That's when the ACLU picked up Riggs' case and refiled, seeking class action status.
Corrections Corporation of America, which runs ICC, Idaho's largest prison, argued that the amended complaint should be thrown out, in part because Riggs is no longer at ICC and cannot represent the "class" of plaintiffs. Also, CCA claimed, expanding Riggs' specific case into a larger class action was never authorized by the court. CCA (represented locally by Naylor and Hales, PC), wrote:
"This Court should not allow the class to piggyback their class claims onto Riggs’s original complaint because Riggs lacks standing to represent the class. Allowing Riggs’s complaint to proceed as a class action will cause further problems because it will arguably expand the scope of relevant discovery on the class’s claims.

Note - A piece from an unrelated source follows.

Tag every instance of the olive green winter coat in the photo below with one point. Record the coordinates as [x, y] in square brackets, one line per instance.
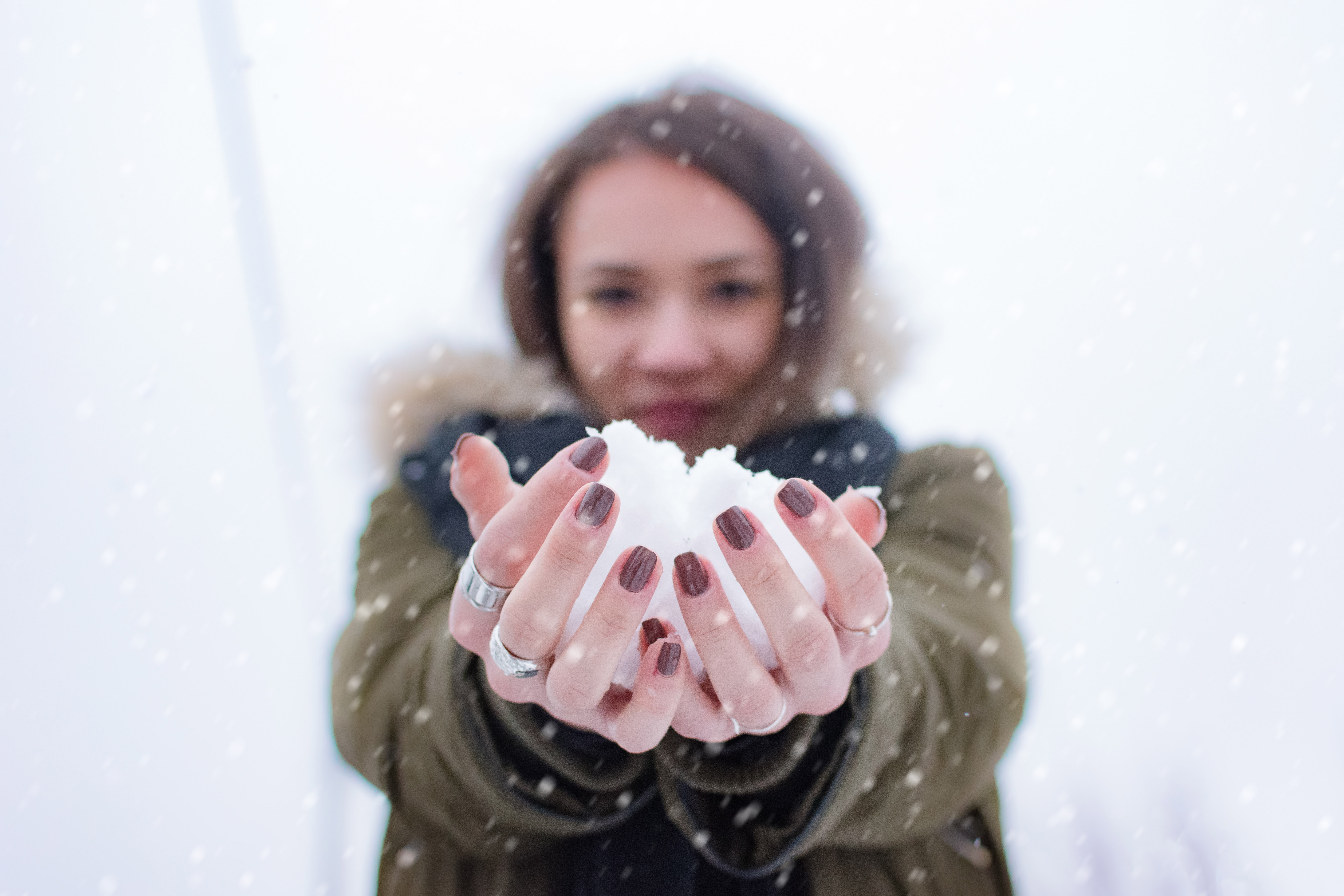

It will also prejudice the CCA Defendants at trial where the jury will only decide liability on Riggs’s claims, but still hear evidence relating to the class allegations."
The Idaho Department of Correction agreed with the company and signed onto CCA's brief. But Judge B. Lynn Winmill rejected the arguments, writing: "Because neither the CCA nor the IDOC Defendants have shown current or imminent prejudice from going forward with the Amended Complaint, the Motion to Strike will be denied. The Motion to Strike [Motion] to Certify Class will likewise be denied."
The hearing at the end of the month will consider certification of class action status.